I am interested in getting a canoe and using a trolling motor to go upriver. I will use the canoe solely for fishing and I will be solo 99% fo the time. Has anyone used the side motor mount and motor on a double end canoe? Pros/Cons?

How about square sterns? Looking for as much stability as I can get

weight distribution a key
I have a dagger reflection 16 and the smallest minnkota trolling motor. One of my winter projects is to add on some wire to the battery cable (you need a fairly heavy gauge) so I can put the battery in the bow to balance the canoe. The wind tends to bother you alot. My canoe has no keel so it tracks only fair. It works for small/medium lakes and smooth rivers. I do sit in the stern seat and turn around to help balance the canoe.

canoe info
I would shy away from square sterns as they are hydrodynamicly unsound. Use a standard double ender and there is no need for the side mount addition. Just clamp the motor to the side and spin the motor into position.Try and get at least 35lb of thrust. A good addition is a small solar panel to constantly charge the battery while fishing.

don’t get a square-ended canoe because you have to twist your body a lot. It is very uncomfortable in a long run. If you do solo exclusively, get a canoe that is 14 feet or shorter. I had a 17 footer canoe and got blown all over when we were not paddling.

Weight is important, too. Get something that is light enough to handle (load/unload) by yourself and you will go fishing more often. I had a 14.5 footer that has a kneel with flat bottom. It has everything I want except the weight.

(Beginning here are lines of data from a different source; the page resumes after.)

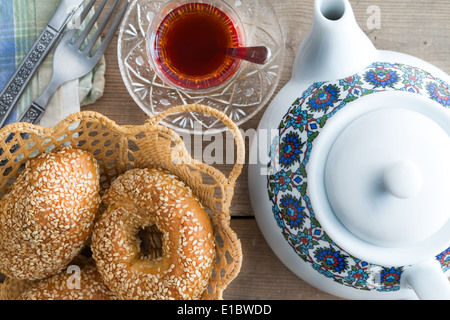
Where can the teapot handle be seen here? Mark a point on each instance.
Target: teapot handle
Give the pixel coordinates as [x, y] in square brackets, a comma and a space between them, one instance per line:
[428, 281]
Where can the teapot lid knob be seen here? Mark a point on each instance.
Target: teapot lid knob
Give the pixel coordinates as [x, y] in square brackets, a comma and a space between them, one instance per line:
[379, 178]
[403, 180]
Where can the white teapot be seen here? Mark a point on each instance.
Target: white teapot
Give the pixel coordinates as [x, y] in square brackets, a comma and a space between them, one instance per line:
[351, 189]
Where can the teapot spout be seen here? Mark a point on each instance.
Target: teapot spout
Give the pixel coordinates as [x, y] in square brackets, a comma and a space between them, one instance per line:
[335, 46]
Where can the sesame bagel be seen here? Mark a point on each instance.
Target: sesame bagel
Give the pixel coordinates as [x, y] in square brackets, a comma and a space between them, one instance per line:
[75, 283]
[139, 199]
[48, 214]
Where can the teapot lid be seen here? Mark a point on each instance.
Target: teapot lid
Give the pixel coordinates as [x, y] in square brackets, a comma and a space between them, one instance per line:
[379, 179]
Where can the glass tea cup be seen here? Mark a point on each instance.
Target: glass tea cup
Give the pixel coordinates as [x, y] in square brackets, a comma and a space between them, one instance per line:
[198, 46]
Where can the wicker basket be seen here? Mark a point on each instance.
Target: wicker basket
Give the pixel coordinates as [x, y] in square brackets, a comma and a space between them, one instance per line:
[120, 148]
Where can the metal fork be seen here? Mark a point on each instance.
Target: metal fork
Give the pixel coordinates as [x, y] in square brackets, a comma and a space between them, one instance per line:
[71, 60]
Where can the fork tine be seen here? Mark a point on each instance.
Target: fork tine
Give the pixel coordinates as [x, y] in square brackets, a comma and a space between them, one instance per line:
[90, 24]
[100, 29]
[109, 36]
[69, 34]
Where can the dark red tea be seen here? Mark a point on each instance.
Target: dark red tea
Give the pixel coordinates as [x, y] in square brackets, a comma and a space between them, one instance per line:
[191, 44]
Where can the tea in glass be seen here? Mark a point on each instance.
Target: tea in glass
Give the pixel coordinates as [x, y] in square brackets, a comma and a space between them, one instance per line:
[188, 45]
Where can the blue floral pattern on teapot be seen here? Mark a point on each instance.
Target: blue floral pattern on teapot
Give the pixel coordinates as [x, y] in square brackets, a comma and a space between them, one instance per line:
[287, 179]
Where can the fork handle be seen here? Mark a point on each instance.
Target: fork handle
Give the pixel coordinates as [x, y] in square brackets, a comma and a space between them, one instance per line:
[33, 113]
[10, 94]
[24, 73]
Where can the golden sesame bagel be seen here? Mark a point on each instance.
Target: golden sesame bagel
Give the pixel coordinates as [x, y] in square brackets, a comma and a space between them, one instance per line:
[48, 214]
[75, 283]
[139, 199]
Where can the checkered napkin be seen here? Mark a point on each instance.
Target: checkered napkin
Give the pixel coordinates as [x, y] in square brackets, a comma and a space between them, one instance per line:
[21, 22]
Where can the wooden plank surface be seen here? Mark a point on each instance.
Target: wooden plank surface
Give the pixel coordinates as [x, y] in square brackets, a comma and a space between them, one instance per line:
[420, 28]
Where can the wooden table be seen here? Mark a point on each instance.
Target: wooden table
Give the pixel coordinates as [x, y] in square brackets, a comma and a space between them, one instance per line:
[420, 28]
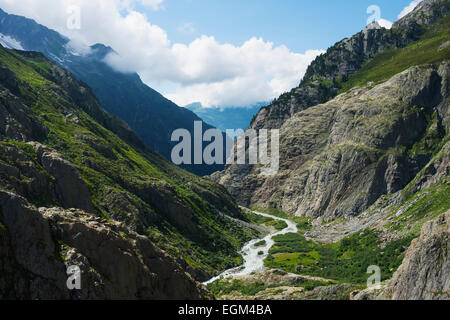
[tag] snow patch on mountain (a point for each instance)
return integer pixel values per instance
(10, 43)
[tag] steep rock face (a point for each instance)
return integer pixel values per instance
(320, 82)
(338, 158)
(324, 76)
(59, 148)
(425, 271)
(38, 245)
(427, 12)
(70, 189)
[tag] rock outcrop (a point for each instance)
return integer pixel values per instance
(37, 247)
(425, 271)
(70, 188)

Good luck on your search and let us know what you get.

Another way to do it…
I occasionally use a trolling motor on my Penobscot 16. I made a simple side mount out of a piece of treated 2X6 lumber, by simply cutting notches in it so that it fits over and onto the gunwales on both sides, with a length extending outward from the right-side gunwale to mount the motor on. I place it on the FRONT of the canoe, as near the front end as I could and still reach it easily to operate it while sitting in the bow seat. I too extended the length of cable (simple to do with some electric wire and electrical tape) so that I can place the battery in the stern to balance the weight somewhat, and I also place extra weight in the stern, so that when I’m sitting solo in the front seat, the canoe is fairly level. To operate a trolling motor most efficiently, the canoe must be balanced well.

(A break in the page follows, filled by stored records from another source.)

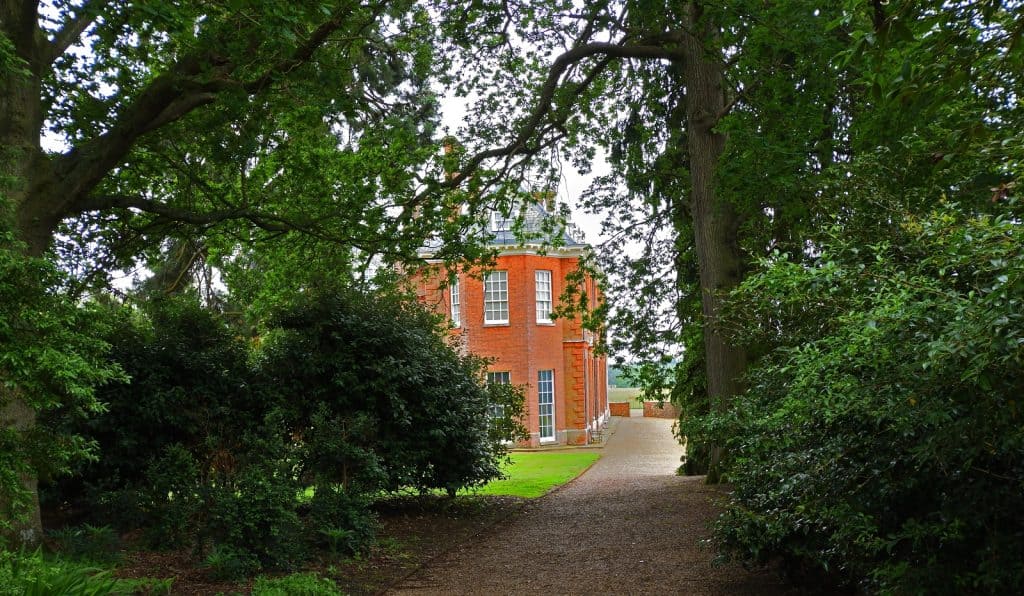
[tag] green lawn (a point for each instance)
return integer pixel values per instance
(531, 474)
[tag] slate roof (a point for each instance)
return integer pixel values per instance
(532, 230)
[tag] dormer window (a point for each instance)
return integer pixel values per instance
(499, 222)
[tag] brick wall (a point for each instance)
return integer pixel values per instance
(524, 347)
(658, 410)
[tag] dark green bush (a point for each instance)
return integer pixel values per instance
(376, 369)
(212, 444)
(882, 444)
(342, 519)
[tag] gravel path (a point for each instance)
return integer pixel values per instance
(628, 525)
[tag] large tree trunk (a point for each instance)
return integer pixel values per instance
(715, 220)
(23, 168)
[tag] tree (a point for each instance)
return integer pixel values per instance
(662, 95)
(175, 118)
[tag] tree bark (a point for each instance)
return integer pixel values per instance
(716, 222)
(20, 161)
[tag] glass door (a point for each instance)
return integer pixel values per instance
(546, 405)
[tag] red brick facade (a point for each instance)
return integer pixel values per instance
(529, 350)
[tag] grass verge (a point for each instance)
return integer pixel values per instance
(534, 474)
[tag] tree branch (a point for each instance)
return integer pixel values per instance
(187, 85)
(73, 29)
(104, 202)
(651, 48)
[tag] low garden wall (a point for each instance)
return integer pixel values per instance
(620, 409)
(659, 410)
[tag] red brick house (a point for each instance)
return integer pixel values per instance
(504, 313)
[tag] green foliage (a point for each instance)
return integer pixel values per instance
(223, 562)
(88, 543)
(31, 573)
(342, 519)
(535, 474)
(295, 585)
(251, 513)
(375, 369)
(881, 443)
(212, 442)
(52, 357)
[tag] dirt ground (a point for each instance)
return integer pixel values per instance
(628, 525)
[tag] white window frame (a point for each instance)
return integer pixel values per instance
(546, 397)
(543, 287)
(496, 298)
(456, 303)
(499, 222)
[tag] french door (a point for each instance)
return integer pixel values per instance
(546, 405)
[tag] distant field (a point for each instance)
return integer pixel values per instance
(626, 394)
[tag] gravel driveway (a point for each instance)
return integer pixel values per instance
(628, 525)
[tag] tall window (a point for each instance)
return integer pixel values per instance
(456, 304)
(497, 411)
(543, 280)
(496, 297)
(546, 405)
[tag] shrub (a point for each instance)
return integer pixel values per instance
(295, 585)
(377, 368)
(342, 519)
(351, 393)
(88, 543)
(882, 444)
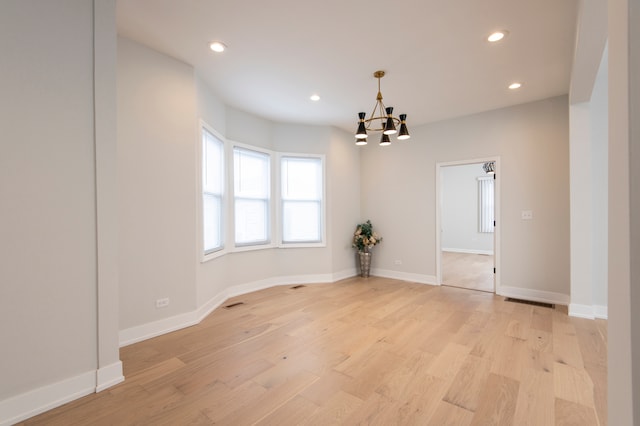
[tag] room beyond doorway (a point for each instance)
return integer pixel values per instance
(468, 270)
(467, 236)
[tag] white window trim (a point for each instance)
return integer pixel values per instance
(272, 212)
(205, 257)
(323, 213)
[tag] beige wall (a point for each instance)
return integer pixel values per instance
(398, 192)
(161, 103)
(624, 214)
(156, 170)
(58, 305)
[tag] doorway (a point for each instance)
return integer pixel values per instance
(467, 231)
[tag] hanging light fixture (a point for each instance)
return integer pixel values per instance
(489, 168)
(381, 120)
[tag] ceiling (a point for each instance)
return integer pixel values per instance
(438, 63)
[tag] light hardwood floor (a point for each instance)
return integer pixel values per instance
(466, 270)
(361, 351)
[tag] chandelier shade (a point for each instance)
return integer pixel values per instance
(381, 120)
(489, 167)
(384, 140)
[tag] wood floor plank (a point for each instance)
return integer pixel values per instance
(498, 402)
(467, 385)
(450, 415)
(360, 351)
(536, 399)
(569, 413)
(572, 384)
(295, 412)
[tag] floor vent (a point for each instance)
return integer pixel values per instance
(529, 302)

Why in the front? I fish shallow rivers with lots of riffles that are too shallow to run with the trolling motor (when going upstream you have to wade and drag the canoe, when going downstream you have to raise the motor and paddle.) It is possible, when sitting in the bow seat of the Penobscot, to raise the motor and spin your body around so that you are facing backwards, then turn the canoe to go through riffles, as you’re in much better paddling position on the bow seat facing backwards than you do in the stern seat. If the riffle is a simple, straight run, I don’t bother to turn around, but just paddle it from the bow seat facing forward, but if the riffle requires so tricky maneuvering, I’d much rather be facing backward in the bow seat than be in the stern seat.

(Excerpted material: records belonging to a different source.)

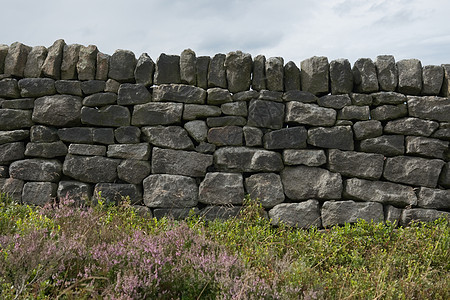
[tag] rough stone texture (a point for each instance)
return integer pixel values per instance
(422, 146)
(145, 68)
(133, 171)
(411, 126)
(57, 110)
(221, 188)
(111, 116)
(341, 77)
(242, 159)
(315, 75)
(379, 191)
(38, 193)
(187, 67)
(303, 182)
(292, 138)
(122, 65)
(266, 187)
(413, 170)
(35, 60)
(167, 69)
(340, 137)
(341, 212)
(179, 162)
(365, 76)
(129, 151)
(92, 169)
(169, 191)
(430, 108)
(356, 164)
(433, 198)
(388, 145)
(409, 76)
(301, 215)
(157, 114)
(36, 169)
(238, 67)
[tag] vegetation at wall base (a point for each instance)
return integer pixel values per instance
(65, 252)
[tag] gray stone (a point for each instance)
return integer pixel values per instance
(315, 75)
(433, 77)
(133, 171)
(387, 72)
(129, 151)
(187, 67)
(11, 119)
(157, 114)
(309, 114)
(100, 99)
(307, 157)
(225, 136)
(411, 126)
(253, 136)
(388, 145)
(266, 188)
(167, 69)
(413, 170)
(301, 215)
(216, 74)
(341, 77)
(179, 93)
(367, 129)
(131, 94)
(274, 74)
(57, 110)
(430, 108)
(409, 76)
(242, 159)
(341, 212)
(379, 191)
(340, 137)
(11, 152)
(433, 198)
(356, 164)
(36, 87)
(292, 138)
(238, 67)
(88, 150)
(91, 169)
(122, 65)
(46, 150)
(389, 112)
(365, 76)
(35, 60)
(36, 169)
(422, 146)
(174, 137)
(171, 191)
(69, 87)
(291, 77)
(111, 116)
(145, 68)
(38, 193)
(221, 188)
(303, 182)
(16, 59)
(178, 162)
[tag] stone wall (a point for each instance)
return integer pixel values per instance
(320, 143)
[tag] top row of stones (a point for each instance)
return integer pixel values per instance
(235, 71)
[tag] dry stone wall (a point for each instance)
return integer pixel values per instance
(319, 143)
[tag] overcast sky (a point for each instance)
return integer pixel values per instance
(292, 29)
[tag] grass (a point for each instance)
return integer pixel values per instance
(66, 252)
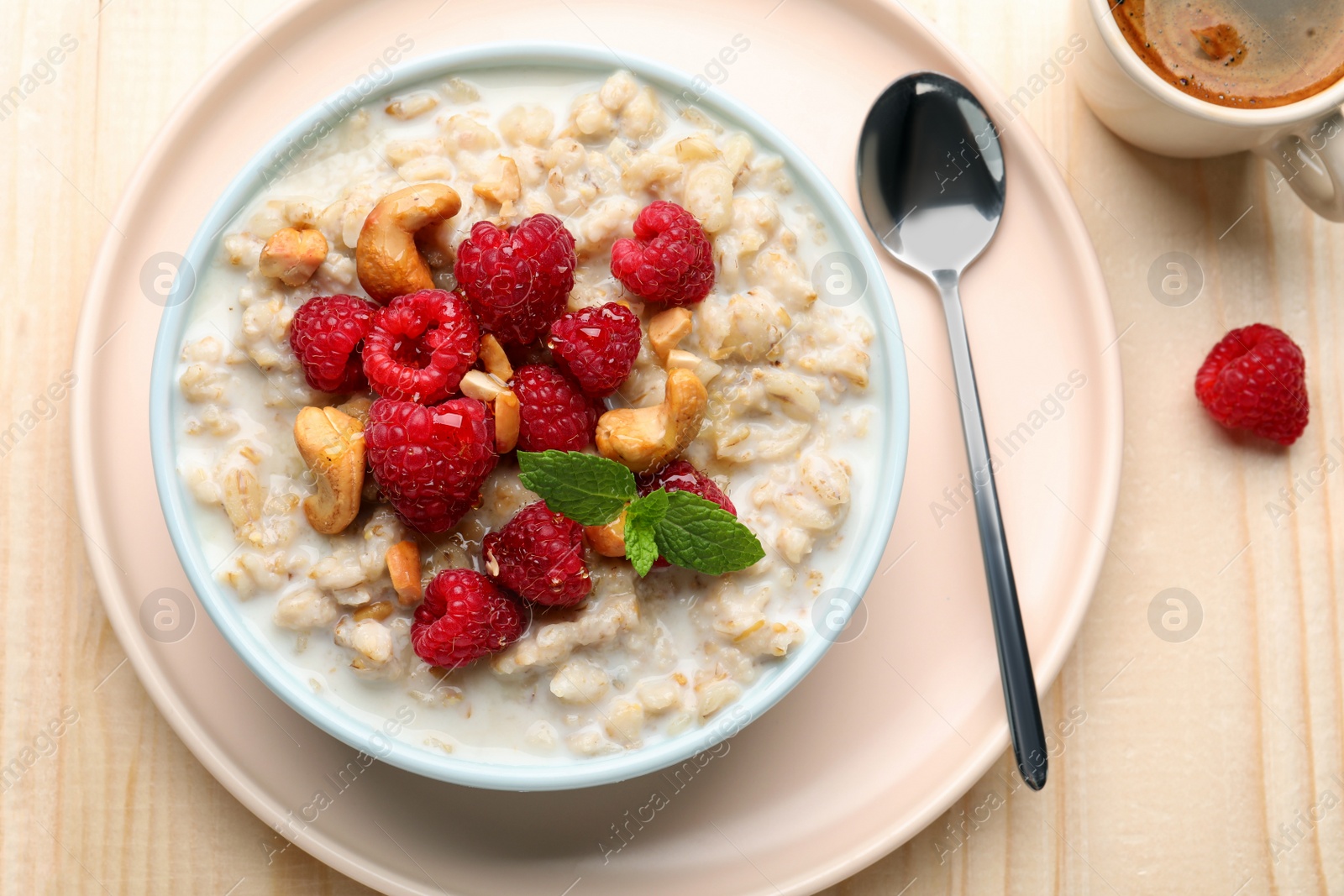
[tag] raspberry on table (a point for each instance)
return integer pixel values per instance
(669, 258)
(326, 335)
(421, 345)
(430, 463)
(539, 553)
(682, 476)
(464, 617)
(1256, 379)
(554, 412)
(596, 347)
(517, 280)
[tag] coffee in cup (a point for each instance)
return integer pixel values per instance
(1245, 54)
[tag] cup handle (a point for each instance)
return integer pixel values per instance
(1312, 163)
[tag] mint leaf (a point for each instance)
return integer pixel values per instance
(701, 535)
(640, 520)
(589, 490)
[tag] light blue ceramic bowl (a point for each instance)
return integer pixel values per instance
(867, 532)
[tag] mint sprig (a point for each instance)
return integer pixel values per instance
(642, 520)
(703, 537)
(589, 490)
(682, 527)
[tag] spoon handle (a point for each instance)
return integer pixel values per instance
(1028, 739)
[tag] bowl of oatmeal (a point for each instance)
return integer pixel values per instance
(530, 422)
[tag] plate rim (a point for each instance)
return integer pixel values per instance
(233, 775)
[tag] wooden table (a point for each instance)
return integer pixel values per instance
(1202, 765)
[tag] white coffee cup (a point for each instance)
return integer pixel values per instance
(1300, 139)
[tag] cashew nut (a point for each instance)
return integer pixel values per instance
(507, 419)
(608, 540)
(333, 446)
(484, 387)
(405, 570)
(647, 438)
(387, 261)
(292, 255)
(481, 385)
(669, 328)
(494, 359)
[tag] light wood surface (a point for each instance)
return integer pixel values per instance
(1210, 765)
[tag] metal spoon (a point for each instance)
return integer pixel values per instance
(932, 186)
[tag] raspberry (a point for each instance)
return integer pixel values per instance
(680, 476)
(669, 258)
(1256, 379)
(553, 411)
(596, 347)
(464, 617)
(326, 336)
(539, 553)
(430, 463)
(517, 280)
(420, 347)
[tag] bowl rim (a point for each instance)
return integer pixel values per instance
(279, 674)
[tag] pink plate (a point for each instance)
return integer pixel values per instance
(893, 726)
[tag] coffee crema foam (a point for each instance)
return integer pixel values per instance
(1245, 54)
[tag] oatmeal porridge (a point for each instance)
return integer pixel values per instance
(457, 280)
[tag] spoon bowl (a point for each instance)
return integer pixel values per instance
(932, 183)
(931, 174)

Plus, on some of the small, tight quarter streams I fish, I’d rather be up in the front of the canoe while fishing, so that there isn’t a long length of canoe in front of me and possibly scaring fish before I “get there”. And, it’s simply a little more efficient for the motor to pull the canoe than to push it. The tricky part can be turning your body around in the seat, however, so if you think this idea might work for you, try it, but don’t mount anything on the canoe permanently until you are sure doing it this way will work.

I too don’t like square-stern canoes, by the way.

motor mount…
Go with the double ended. I made my own motor mount that can lock into either end depending if I am solo or not. The one thing I built into it is I used a spring loaded adjustable tension hinge to attach the board that the motor clamps to. It is actually a gate hinge. This is real nice if you are cruising along and see a log or rock, just lean on the motor and it pivots as far up or out of the water as you want. And if you don’t see it coming, it wont mess up your motor shaft, it will pivot on it’s own. Battery at the other end and stabilizers keep it pretty level and steady.